At the beginning of 2017, we had already reached a major milestone, in that our Net Worth was over $1 million. We had paid off the last of our home loan, so we owned our house free & clear.
- Real Assets (home, cars, etc.) – $303,237
- Liquid Assets (savings, checking, emergency funds, etc.) – $139,572 (Mrs. 39 Months likes a large emergency fund)
- Investments (IRA, 401K, small brokerage, etc.) – $824,129
- Debt: $0
- Net Worth: $1,266,938
Based on the money we were sticking aside every year and some expected returns (3% inflation, 9.8% stock returns before inflation, 4.6% bond returns before inflation) we projected our net worth increase each year. The net worth would grow to $1,406,316 (not counting the house). Using the 4% rule, we came to a little over $56K/year, which, when combined with our future social security (big if) I felt was sufficient. I created and published a drawdown plan on the blog (and its one of my most popular posts, as I have updated it as the time has gone by).
Its been an interesting and rocky road over the last 39 Months
- Home value has not improved significantly ($321K now vs. 297,950 in 2017) – about 3% per year
- .Good 2017, wth 12.3% increase in net worth. No debt, kept funding
- Terrible 2018, with 1.6% drop in net worth due to market crash
- Awesome 2019, with a 22.2% increase in net worth
- Crash in 2020, with a -5.9% loss in our investments to date
Also, our assumptions for our retirement have changed significantly. Last year, we engaged a financial planner, because Mrs. 39 Months wanted a second opinion on the potential for retiring early. We had a series of meetings with him, which helped me appreciate some of the nuances of retiring early and its impact on the finances. We had some disagreements (future inflation, return on future investments, etc.) but I ended up adopting a lot of his numbers in our analysis.
- After discussions with Mrs. 39 Months, we set our annual retirement spending at $78,000/year base (going up each year for inflation)

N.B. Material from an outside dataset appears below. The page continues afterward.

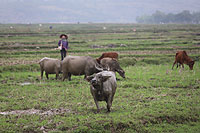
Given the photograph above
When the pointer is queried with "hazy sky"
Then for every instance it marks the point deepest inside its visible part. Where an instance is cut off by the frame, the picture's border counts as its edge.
(119, 11)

- Inflation at 3.25%, with 6% inflation for medical inflation
- A 7.2% return on investments (based on a 60/40 allocation) or roughly 4% above inflation rate
- Drop in lifestyle spending (travel, dining out, etc.) by 35% after age 75 (pretty typical)
- Get social security at age 67, but discount mine (the higher wage earner) by 50%. I think SS will have issues in the future, and one of the ways they’ll make it work is to cut benefits.
So, with that it mind, where are we at the 39 Month mark? We are actually pretty close to what we thought back in April 2017.
- Net Worth around – 1,704K (vs. goal in April 2017 of $1,716K)
- Real Assets (home, cars, etc.) – $328K
- Liquid Assets (emergency fund, etc.) – $167K
- Investments (401K, IRA, brokerage) – 1,209K
So are we financially independent at the end of 39 Months? No.
Based on our new assumptions (6% medical inflation, 7.2% returns for stocks, etc.) the money we currently have + taking social security at 67 means that we would be able to fund a lifestyle of roughly $64K per year (not counting use of a reverse mortgage). We pretty much fell in line with the original plan, but the needs of retirement have increased. As I noted before, this was after consultation with Mrs. 39 Months, so I think the $78K number is a lot more “solid.”.
Based on the new analysis, assumptions and the current market conditions, it appears that we will achieve FIRE in 2023 (about 30 more months). In the meantime, I’m looking at side hustles that I can use to generate income after we hit FI and potentially stop the 9-5 grind.
Thanks for reading over the last three years, and I hope to hear from you on my blog in the months and years ahead!